- Accepting the order would be a sign of political commitment to change in favor of victims of enforced disappearance’s rights.
- The recognition of the competence of the Committee on Enforced Disappearances reinforces victims of enforced disappearance’s access to justice.
Due to an unprecedented order commanding the Federal Executive and the Ministry of Foreign Affairs (SRE, by its Spanish acronym) to complete the procedure for recognizing the competence of the UN Committee on Enforced Disappearances (CED) to receive individual complaints, the National Council of Citizens of the National Search System urges the Mexican government to comply with the order and avoid contesting it.
Complying with this order is the perfect opportunity for the new administration to endorse its commitment to the protection of victims of enforced disappearance’s rights to truth and justice, as well as its commitment to adhering to the purpose of the General Law on Enforced Disappearance of Persons, Disappearance Committed by Individuals and the National Missing Persons Search System. This action would represent a step forward in this new phase of collaboration with international human rights bodies belonging to the UN and the Inter-American System, which was announced when the Presidential Commission for Truth and Access to Justice in the Ayotzinapa Case was established.
Although Mexico ratified the International Convention for the Protection of All Persons from Enforced Disappearance in March 2008, the Federal Executive also has to recognize expressly the competence of the CED to receive individual complaints.
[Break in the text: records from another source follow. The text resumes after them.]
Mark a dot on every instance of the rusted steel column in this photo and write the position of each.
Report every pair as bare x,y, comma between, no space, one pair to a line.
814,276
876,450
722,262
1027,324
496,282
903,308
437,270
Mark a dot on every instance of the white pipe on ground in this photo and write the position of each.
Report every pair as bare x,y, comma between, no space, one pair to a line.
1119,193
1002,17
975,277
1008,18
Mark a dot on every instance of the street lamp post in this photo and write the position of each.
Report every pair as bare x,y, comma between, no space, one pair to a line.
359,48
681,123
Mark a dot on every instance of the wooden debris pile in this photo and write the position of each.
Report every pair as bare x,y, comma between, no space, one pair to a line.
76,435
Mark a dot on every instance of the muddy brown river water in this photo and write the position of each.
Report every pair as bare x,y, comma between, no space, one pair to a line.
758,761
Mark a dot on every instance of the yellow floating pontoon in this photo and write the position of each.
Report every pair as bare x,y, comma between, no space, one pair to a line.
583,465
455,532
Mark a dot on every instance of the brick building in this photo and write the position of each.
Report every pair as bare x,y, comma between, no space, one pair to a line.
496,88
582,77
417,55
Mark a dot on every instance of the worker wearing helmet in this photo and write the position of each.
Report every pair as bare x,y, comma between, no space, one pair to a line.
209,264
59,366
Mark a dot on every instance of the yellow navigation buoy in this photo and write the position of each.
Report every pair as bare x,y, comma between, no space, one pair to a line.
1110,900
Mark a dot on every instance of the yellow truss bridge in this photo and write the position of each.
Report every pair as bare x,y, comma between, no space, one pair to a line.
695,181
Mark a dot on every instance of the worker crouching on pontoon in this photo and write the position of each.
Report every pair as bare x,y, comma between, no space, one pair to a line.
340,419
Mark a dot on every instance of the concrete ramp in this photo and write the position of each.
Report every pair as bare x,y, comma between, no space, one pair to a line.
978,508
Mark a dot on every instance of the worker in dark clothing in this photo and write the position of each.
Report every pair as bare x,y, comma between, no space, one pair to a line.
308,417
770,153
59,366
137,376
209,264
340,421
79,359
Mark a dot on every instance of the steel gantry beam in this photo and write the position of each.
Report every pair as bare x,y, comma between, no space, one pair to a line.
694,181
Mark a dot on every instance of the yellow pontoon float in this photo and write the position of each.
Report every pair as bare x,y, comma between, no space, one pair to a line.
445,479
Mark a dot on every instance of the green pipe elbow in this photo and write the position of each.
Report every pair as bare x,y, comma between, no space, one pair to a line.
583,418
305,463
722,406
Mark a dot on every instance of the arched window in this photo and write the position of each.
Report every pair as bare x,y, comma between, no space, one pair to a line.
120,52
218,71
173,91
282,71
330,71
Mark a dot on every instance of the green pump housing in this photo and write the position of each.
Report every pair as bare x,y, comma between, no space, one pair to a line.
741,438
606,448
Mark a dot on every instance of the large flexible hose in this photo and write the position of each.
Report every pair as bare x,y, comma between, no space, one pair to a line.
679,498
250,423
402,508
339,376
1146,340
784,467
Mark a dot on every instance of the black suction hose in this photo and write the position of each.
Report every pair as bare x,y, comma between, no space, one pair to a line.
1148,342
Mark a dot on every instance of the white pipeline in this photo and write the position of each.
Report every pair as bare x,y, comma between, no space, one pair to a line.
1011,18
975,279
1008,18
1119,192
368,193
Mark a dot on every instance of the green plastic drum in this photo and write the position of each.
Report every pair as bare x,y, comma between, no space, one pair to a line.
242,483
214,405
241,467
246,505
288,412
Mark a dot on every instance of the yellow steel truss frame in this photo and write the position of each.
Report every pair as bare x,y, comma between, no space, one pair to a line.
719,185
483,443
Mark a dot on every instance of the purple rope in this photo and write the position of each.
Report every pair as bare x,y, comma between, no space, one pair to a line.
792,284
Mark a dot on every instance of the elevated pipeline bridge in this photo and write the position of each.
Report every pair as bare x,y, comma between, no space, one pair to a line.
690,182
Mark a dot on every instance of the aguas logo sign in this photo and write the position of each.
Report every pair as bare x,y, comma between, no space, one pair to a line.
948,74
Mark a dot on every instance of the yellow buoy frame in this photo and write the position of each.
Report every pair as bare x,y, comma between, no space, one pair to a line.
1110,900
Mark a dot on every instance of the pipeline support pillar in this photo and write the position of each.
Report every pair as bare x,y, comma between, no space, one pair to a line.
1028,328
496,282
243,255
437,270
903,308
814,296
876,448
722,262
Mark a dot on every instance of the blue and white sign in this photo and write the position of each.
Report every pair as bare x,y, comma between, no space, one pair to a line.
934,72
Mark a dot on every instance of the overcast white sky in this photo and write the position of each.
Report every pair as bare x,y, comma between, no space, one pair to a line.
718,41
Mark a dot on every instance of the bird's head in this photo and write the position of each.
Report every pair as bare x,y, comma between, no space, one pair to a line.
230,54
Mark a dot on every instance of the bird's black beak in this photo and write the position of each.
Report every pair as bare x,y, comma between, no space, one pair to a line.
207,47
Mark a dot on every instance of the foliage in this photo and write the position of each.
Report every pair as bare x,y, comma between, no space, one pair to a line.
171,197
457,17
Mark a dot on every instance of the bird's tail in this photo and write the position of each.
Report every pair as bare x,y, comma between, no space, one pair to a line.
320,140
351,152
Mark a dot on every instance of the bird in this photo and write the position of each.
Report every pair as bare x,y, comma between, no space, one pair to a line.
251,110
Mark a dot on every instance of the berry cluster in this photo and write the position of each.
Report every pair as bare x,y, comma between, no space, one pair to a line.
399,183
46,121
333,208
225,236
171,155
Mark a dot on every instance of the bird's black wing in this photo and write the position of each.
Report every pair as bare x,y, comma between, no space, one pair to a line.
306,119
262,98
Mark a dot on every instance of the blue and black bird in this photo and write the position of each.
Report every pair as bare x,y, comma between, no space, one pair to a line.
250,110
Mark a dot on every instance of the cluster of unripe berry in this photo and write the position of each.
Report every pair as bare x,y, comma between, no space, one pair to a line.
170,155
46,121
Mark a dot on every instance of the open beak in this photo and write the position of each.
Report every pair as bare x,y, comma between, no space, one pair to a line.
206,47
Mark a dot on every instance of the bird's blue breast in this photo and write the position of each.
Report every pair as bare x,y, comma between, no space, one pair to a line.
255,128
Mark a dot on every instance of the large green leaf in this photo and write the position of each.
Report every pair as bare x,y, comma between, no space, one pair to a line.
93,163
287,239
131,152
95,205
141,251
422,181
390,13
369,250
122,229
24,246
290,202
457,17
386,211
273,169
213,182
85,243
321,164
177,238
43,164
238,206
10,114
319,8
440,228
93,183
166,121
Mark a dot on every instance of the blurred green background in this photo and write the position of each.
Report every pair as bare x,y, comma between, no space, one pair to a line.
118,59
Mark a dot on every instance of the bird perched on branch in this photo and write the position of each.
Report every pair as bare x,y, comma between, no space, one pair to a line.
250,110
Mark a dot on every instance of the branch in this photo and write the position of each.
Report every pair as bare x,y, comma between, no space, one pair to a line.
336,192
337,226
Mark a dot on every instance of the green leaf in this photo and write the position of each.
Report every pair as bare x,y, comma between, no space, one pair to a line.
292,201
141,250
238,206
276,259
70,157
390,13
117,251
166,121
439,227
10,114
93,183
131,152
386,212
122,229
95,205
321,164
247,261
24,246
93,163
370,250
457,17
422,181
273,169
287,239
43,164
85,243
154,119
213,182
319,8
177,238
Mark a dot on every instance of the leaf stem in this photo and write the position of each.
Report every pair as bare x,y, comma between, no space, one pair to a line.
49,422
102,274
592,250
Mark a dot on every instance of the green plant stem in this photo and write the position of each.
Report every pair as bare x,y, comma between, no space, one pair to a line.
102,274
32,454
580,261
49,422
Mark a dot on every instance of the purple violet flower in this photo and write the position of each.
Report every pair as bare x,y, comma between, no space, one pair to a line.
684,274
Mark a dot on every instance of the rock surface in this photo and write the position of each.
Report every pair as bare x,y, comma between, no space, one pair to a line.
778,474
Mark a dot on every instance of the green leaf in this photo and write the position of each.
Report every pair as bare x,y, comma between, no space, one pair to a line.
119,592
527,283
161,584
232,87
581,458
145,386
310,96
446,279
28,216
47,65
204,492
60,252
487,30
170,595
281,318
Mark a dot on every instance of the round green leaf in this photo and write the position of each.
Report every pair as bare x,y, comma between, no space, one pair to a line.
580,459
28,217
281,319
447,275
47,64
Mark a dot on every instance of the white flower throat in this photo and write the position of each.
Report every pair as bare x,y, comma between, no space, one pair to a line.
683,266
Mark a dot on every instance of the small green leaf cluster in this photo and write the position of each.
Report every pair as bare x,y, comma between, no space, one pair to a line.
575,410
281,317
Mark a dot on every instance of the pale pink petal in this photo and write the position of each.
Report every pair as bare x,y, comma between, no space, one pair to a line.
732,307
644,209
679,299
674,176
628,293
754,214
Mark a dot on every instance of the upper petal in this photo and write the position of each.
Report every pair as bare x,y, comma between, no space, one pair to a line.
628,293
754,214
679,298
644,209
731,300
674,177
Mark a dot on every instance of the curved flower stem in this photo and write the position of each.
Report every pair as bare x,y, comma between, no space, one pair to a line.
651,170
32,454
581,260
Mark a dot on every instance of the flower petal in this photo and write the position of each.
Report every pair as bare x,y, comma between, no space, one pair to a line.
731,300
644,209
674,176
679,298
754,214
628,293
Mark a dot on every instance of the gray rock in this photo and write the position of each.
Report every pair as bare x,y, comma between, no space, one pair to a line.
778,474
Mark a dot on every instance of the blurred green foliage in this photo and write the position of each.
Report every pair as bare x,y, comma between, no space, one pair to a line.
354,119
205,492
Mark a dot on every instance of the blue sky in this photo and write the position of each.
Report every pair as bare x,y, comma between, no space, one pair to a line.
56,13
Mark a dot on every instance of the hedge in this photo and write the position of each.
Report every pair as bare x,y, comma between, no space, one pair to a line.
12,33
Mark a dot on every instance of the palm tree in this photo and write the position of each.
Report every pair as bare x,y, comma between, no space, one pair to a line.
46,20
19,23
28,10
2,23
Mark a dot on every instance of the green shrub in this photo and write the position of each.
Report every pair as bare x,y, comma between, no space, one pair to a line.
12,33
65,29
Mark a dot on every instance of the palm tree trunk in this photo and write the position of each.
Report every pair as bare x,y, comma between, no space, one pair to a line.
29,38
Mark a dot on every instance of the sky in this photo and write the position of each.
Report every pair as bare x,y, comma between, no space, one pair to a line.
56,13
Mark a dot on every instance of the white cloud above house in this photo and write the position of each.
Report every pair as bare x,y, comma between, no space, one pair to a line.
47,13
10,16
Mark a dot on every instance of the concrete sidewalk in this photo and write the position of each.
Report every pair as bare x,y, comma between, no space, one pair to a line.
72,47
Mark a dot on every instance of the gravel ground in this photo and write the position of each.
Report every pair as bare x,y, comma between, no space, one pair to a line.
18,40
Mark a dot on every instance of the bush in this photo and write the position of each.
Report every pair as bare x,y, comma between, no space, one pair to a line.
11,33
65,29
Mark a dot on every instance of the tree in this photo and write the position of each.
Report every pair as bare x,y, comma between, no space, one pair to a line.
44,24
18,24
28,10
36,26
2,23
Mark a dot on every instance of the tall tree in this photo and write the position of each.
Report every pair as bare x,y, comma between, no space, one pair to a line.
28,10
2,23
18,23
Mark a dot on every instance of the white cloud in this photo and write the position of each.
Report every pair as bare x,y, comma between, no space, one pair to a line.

Thousands of victims of enforced disappearance have demanded the recognition of this competence, and international human rights organizations, including the Office of the United Nations High Commissioner for Human Rights in Mexico, have recommended its recognition.
According to the federal judge who issued the order, a number of federal authorities, including the SRE, committed omissions in the procedure for recognizing the competence of the CED. This constitutes a violation of victims’ right to access to justice before international organizations in cases of enforced disappearance, hindering the mechanisms against human rights violations.
The aforementioned legal order arises from the petition for a writ of amparo filed in March 2018 by María Herrera Magdaleno and Juan Carlos Trujillo Herrera, who are mother and brother of the disappeared victims Raúl, Salvador, Luis Armando, and Gustavo Trujillo Herrera. María Herrera and Juan Carlos have played a key role in the creation and coordination of several national groups formed by family members of the disappeared and connected through the National Liaison Network (Red de Enlaces Nacionales).
*Unofficial translation by Center Prodh.